Some writers write because they want to. Cuban immigrant and author Carlos Eire has no choice.
Eire's latest memoir Learning to Die in Miami, the sequel to Waiting for Snow in Havana, was essential to his life.
"Writing a book like this for me was an ethical proposition, it was something I had to do," Eire said to a packed house at Books & Books last night. "It's about the immigrant experience, yes, but it's a lot more than that."
He continued: "I use my life and my brother's as a way of introducing readers to a much larger piece of history -- a part that received scant attention and sometimes inadequate and misleading attention."
The historian and Yale professor was one of the 14,000 kids exiled from Cuba and separated from their families as part of Operation Peter Pan in the early 1960s. As a result, he grew up in Miami foster care and homes.
Still, Eire reiterated you don't have to experience the same levels he did to connect with the core of the story itself.

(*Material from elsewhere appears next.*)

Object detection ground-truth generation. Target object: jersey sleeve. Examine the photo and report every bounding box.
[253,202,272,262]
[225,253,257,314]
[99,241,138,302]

"In may ways, there is word missing from the title and that's 'resurrection,'" he added. "Every immigrant no matter what age, what country they come from or what country they go to has to die, every human being for that matter -- all of us are exiled from childhood, we can't go back. We have layers and this book is how one comes to terms with this."
As a final statement on his work last night, Eire said: "There is nothing like a first person account to bring history to life."